Nottingham killer went to MI5 HQ pleading to be arrested, court told

Valdo Calocane
Valdo Calocane has admitted the manslaughter of three people and attempting to kill three others. Photograph: Nottinghamshire police/PA Media

A man who killed three people in a series of attacks in Nottingham previously tried to surrender himself to MI5, in the belief the agency was controlling him, urging it to “please arrest me”.

Valdo Calocane, 32, who has paranoid schizophrenia, believed he was being “interfered with unnaturally” by “malign forces” since 2019.

He has admitted manslaughter on the grounds of diminished responsibility in killing Grace O’Malley-Kumar, Barnaby Webber and Ian Coates, and attempting to kill three others, in a spate of violence in Nottingham on 13 June last year.

At Nottingham crown court on Wednesday, the defence lawyer Peter Joyce KC said Calocane appeared at Thames House in London, the headquarters of MI5, in May 2021 asking the agency to arrest him in order to get it to stop controlling him.

He had experienced a number of psychotic delusions over a number of years in which he heard voices and believed agencies such as MI5 were controlling his thoughts and actions, the court heard.

The forensic psychiatrist Dr Nigel Blackwood said that on one occasion, Calocane had broken into a flat as he “thought he had heard his family screaming that they were being assaulted”, and one of the occupants of the flat had jumped out of an upstairs window because they were so frightened by his behaviour.

Another time, he drove hundreds of miles to his family home as he believed they were at risk of harm, but refused to go inside the house as he thought MI5 could “see through him”.

Calocane had been treated by mental health services since 2020, but often refused to take medication, lied about his symptoms and declined to engage with mental health practitioners.

In a report on his condition, Blackwood said he was “an intelligent man who strove to conceal his madness from clinicians”.

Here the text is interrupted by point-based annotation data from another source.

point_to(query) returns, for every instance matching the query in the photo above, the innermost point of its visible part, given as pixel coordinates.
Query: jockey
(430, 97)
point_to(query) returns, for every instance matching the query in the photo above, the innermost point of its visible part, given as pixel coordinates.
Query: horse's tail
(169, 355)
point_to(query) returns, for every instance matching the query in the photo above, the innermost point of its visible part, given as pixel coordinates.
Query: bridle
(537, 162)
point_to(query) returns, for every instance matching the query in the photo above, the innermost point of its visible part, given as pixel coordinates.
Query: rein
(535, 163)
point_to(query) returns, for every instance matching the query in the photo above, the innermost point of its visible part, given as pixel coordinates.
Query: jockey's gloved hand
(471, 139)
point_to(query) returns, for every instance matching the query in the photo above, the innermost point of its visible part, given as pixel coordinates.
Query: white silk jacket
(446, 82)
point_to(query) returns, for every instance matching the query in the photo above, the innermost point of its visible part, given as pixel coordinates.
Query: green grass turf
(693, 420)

It has been revealed that an arrest warrant was issued for Calocane after he failed to attend court in September 2022 over an alleged assault on a police officer while he was being transported to hospital the previous year.

The warrant was still outstanding at the time of the attacks in June 2023 and Nottinghamshire police have now admitted they should have done more to track him down, although he was unlikely to have been imprisoned for the offence.

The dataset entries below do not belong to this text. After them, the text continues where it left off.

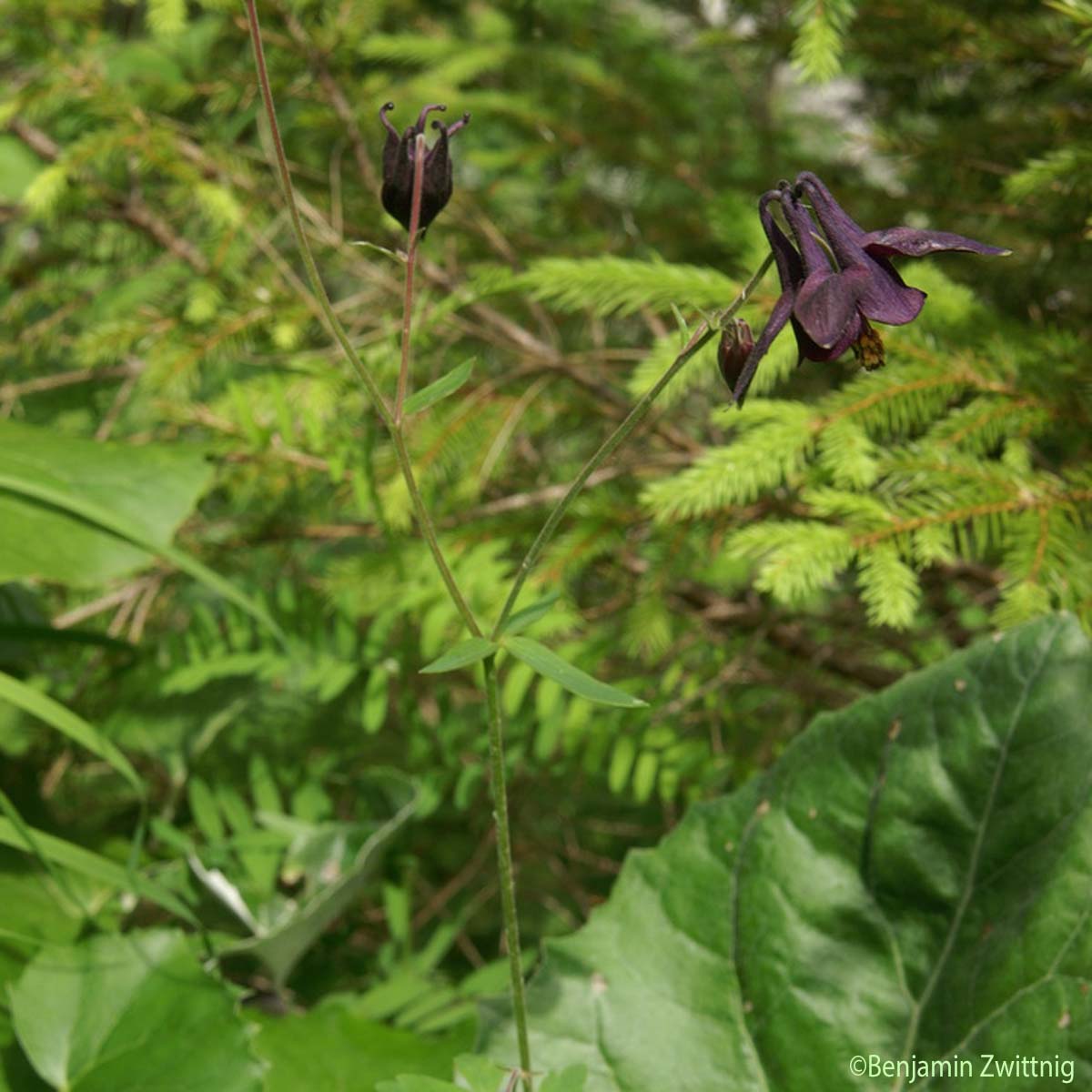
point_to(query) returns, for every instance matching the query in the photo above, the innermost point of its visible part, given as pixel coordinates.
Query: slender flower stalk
(419, 177)
(617, 438)
(338, 331)
(500, 787)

The assistant chief constable Rob Griffin said: “I have personally reviewed this matter and we should have done more to arrest him. However, because of the circumstance prevailing, at the time of the alleged assault, in my opinion, it is highly unlikely that he would have received a custodial sentence.”

Psychiatrists said Calocane had a treatment-resistant form of schizophrenia and that he could pose a potentially deadly risk to others in prison if he refused to take medication.

Blackwood said: “He has shown a profound lack of insight into the fact that he has an illness.

“Were he to stop taking medication in prison, there is a significant risk of lethal behaviours returning, whether against prison officers or fellow inmates.”

He was experiencing a psychotic episode at the time he carried out the killings, Blackwood said, but he would have known his actions “were morally wrong, as well as legally wrong”.

He added there was “no suggestion substance misuse has played any role in the genesis of this illness”.

Calocane is due to be sentenced this week.